The grant is the second Wang has received for this project — the first was a $217,000 planning grant from the foundation to research the relationship between spiritual development and character development.
The tool to be developed— a seminarian character and spiritual development assessment instrument — will assist seminaries accredited by The Association of Theological Schools (ATS) throughout North America to more accurately and robustly assess student and program outcomes relevant to character and spiritual formation.
“What we’re developing is super novel, there’s nothing like it that exists,” said Wang.
Currently, the impact of a seminary education on the spiritual, character, and virtue of seminary graduates, from an empirical standpoint, is largely unknown. According to Wang, in recent decades, there has been a call for theological education to focus more deliberately on aspects of character development that transcends academic preparation. Notably, ATS began incorporating formation requirements into its degree program standards. However, despite the recent proliferation of spiritual and character formation training within seminary programs, there are no widely agreed upon exemplary models or best practices to help shape the design, implementation, and assessment of such training.
“If you think about the reach and significance of our project, there is great potential for real world impact because character and spiritual formation is the very heart of spiritual leadership. Our project has been met with great enthusiasm wherever we have gone because its aims are so deeply aligned with the mission of seminaries.” said Wang.
The assessment tool Wang will be developing could help answer questions like, “To what degree do seminary students embody virtues such as humility and gratitude and how do these virtues evolve over the course of their seminary years?” The heart of the project is to further current understanding of the spiritual and character or virtue development of seminary students and to better understand the relationship between different indicators of spiritual development and character/virtue development.

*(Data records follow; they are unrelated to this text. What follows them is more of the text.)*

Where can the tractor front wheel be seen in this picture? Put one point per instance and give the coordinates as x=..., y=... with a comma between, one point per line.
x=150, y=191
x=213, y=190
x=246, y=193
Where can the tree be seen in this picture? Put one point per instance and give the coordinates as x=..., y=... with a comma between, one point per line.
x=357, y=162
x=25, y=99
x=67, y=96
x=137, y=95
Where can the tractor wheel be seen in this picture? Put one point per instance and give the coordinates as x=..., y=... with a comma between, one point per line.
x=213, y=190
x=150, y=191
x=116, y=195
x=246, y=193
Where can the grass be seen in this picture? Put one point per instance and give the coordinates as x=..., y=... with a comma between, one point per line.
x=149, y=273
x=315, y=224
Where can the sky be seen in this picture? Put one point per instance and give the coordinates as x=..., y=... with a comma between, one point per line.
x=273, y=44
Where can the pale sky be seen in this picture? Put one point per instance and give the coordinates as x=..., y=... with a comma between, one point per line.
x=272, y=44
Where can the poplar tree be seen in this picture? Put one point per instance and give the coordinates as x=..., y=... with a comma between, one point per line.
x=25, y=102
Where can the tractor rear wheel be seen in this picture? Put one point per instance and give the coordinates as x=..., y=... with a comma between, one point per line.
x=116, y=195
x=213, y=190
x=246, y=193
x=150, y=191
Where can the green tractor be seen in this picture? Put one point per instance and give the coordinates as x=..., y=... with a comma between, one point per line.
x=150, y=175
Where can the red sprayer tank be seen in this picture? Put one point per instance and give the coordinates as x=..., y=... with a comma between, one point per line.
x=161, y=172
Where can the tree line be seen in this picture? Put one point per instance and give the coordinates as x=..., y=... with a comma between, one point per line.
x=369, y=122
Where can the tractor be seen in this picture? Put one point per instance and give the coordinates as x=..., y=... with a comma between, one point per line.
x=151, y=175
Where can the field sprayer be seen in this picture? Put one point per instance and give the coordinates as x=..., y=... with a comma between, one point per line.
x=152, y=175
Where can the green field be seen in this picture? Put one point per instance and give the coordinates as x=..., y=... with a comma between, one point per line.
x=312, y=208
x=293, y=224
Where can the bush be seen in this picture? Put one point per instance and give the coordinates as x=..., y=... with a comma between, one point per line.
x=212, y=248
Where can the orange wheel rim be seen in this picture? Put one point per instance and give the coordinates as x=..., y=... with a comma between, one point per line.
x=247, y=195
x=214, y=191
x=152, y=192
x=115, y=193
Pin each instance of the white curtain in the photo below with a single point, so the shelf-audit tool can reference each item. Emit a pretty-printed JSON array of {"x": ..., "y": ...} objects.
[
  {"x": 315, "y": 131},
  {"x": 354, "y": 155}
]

“To put it a different way, we’re aiming to find answers to the question, ‘Does becoming spiritually mature actually make you a better person?,” said Wang. “For example, does it make you a more generous person, a more humble person, a person who exhibits more gratitude, etc…?”
This step in the project will allow Wang and his team to develop and pilot test the tool in 3-4 locations. Following the pilot project, a full 3-year project proposal will follow where the newly-developed tool will be launched in 8-10 seminaries throughout North America. The data that will be collected will help establish a set of empirically-supported best practices for character/spiritual development among seminary students.

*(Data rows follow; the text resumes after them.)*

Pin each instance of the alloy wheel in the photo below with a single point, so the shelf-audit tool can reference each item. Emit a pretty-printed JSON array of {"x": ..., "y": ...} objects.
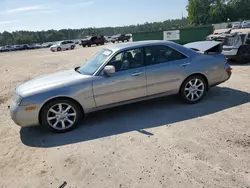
[
  {"x": 194, "y": 89},
  {"x": 61, "y": 116}
]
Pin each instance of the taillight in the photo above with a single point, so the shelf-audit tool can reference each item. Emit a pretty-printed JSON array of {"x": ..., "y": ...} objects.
[{"x": 228, "y": 67}]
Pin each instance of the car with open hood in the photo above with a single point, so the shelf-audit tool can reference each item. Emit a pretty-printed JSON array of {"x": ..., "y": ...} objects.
[
  {"x": 118, "y": 75},
  {"x": 63, "y": 45}
]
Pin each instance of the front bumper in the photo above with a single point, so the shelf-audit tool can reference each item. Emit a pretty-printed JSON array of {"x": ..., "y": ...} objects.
[
  {"x": 24, "y": 118},
  {"x": 230, "y": 52}
]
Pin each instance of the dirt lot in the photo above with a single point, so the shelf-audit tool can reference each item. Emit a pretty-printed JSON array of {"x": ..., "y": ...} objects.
[{"x": 159, "y": 143}]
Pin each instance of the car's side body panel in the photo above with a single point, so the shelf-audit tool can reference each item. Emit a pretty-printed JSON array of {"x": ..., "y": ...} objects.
[
  {"x": 97, "y": 91},
  {"x": 121, "y": 86}
]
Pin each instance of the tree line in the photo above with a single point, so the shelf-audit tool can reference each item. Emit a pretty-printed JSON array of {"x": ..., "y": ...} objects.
[
  {"x": 201, "y": 12},
  {"x": 28, "y": 37}
]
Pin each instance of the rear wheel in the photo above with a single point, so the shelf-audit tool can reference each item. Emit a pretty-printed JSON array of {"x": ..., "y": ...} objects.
[
  {"x": 243, "y": 55},
  {"x": 193, "y": 89},
  {"x": 61, "y": 115}
]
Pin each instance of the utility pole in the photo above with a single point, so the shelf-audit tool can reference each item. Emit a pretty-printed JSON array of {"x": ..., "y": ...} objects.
[{"x": 181, "y": 19}]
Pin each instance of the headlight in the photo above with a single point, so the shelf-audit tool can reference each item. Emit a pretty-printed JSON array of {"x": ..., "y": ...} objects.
[{"x": 17, "y": 99}]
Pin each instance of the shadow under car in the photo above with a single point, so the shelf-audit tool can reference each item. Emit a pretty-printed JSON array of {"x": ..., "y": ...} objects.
[{"x": 136, "y": 117}]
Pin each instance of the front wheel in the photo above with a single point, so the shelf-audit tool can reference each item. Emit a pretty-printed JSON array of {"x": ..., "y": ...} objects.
[
  {"x": 61, "y": 115},
  {"x": 193, "y": 89}
]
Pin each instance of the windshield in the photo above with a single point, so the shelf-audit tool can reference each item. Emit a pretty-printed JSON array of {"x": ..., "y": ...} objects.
[{"x": 95, "y": 62}]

“In addition to developing our assessment instrument, my personal hope for this project is for it to serve as a context for Christians leaders from different spiritual traditions to collaborate and learn from each other,” said Wang. “Seminaries are investing considerable effort to help cultivate character and the spiritual life among their students, but these efforts seem to be done in isolation — there are few opportunities to share, compare notes, and learn from each others’ successes and setbacks.”
Throughout the planning grant, which concluded in August 2017, Wang and co-investigators convened to discuss various seminaries’ approach to spiritual and character formation and their theory of change concerning how people’s character and spiritual life are formed. Co-investigators included Rosemead professors of psychology Peter Hill and Steve Porter, George Fox professor of psychology Mark McMinn, Boston University professor of psychology Steven Sandage, Fuller School of Psychology professor Pamela King, George W. Truett Theological Seminary professor Angela Reed, and leadership from several additional seminaries, including:Ambrose Seminary, Fuller Theological Seminary, George W. Truett Theological Seminary (Baylor University), Pentecostal Theological Seminary, Princeton Theological Seminary, Southern Baptist Theological Seminary, Trinity Evangelical Divinity School and Talbot School of Theology. The project team has also received consultation from the Association of Theological Schools senior director of accreditation and institutional evaluation, Lester Ruiz.